Abstract
Ca2+ is a vital molecule involved in many cellular processes that occur within skeletal muscle fibres, including influencing the cells oxidative state. The primary contributor of reactive oxygen species within myofibres is NADPH oxidase enzymes. Cross-talk between reactive oxygen species and Ca2+ is carefully maintained within myofibres to prevent the pathophysiology seen in disease, such as Duchenne Muscular Dystrophy. The hypothesis for this thesis was that there are reciprocal changes in Ca2+-handling protein expression with Nox enzymes that differ with fibre-types, particularly in the mouse model of Duchenne Muscular Dystrophy.
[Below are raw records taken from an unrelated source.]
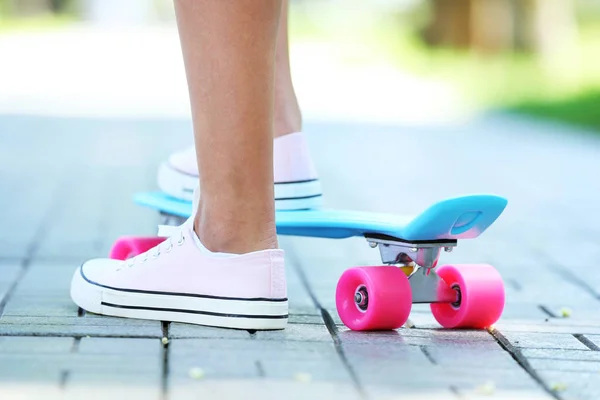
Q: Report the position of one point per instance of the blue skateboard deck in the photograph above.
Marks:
(464, 217)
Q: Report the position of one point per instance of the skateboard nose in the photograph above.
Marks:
(465, 222)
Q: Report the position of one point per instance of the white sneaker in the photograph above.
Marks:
(297, 185)
(180, 280)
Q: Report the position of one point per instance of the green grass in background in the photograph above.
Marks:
(35, 23)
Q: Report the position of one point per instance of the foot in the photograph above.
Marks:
(297, 185)
(180, 280)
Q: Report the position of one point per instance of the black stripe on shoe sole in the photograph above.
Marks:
(214, 314)
(202, 296)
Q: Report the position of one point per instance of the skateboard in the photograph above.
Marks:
(380, 297)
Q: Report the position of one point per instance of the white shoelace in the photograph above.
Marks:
(164, 247)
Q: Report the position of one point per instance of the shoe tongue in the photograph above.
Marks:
(172, 230)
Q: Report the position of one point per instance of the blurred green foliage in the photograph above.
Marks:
(563, 86)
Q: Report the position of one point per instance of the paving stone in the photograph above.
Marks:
(298, 317)
(73, 326)
(266, 389)
(121, 346)
(35, 345)
(39, 305)
(594, 339)
(243, 359)
(562, 354)
(297, 332)
(180, 331)
(124, 387)
(542, 364)
(8, 274)
(422, 337)
(544, 340)
(573, 385)
(551, 325)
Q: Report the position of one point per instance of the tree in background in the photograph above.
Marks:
(539, 26)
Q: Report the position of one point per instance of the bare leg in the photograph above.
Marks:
(229, 55)
(287, 118)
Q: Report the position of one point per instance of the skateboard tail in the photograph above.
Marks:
(464, 217)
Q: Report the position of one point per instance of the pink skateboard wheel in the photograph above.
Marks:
(481, 296)
(373, 298)
(130, 246)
The skeletal muscle plasma membrane invaginates to form t-tubules which comes into proximity with the internal store of Ca2+, the sarcoplasmic reticulum, forming the major signalling region called the triad. Within the triad are the proteins responsible for excitation-contraction coupling, Ca2+-handling and redox homeostasis. Fast and slow-twitch skeletal muscle fibre types differ in their Ca2+ handling capabilities due to differences in expression of these proteins and can also differ in reactive oxygen species handling. Nox isoforms, NADPH oxidase-2 and NADPH oxidase-4, have been shown to display a reciprocal amplification with Ca2+ and this reciprocal interaction has been linked to disease pathology. In Duchenne Muscular Dystrophy, myofibres have increased oxidative stress and fast-twitch fibres preferentially degenerate in the progression of the disease. The project aimed to examine the total expression of these Ca2+ handling proteins and reciprocal changes in Nox enzymes in fast, extensor digitorum longus and slow-twitch soleus muscle from healthy wild-type and dystrophic mice via western blot. Western blot revealed that no Ca2+-handling proteins differed in expression between wild-type soleus and dystrophic soleus, but calsequestrin-1, both isoforms of stromal interaction molecular-1, and the redox protein NADPH oxidase-2 were increased in the dystrophic extensor digitorum longus compared to wild-type extensor digitorum longus. Interestingly there was a significant difference in expression of calsequestrin-1 and dihydropyridine receptor in the dystrophic extensor digitorum longus compared to the dystrophic soleus.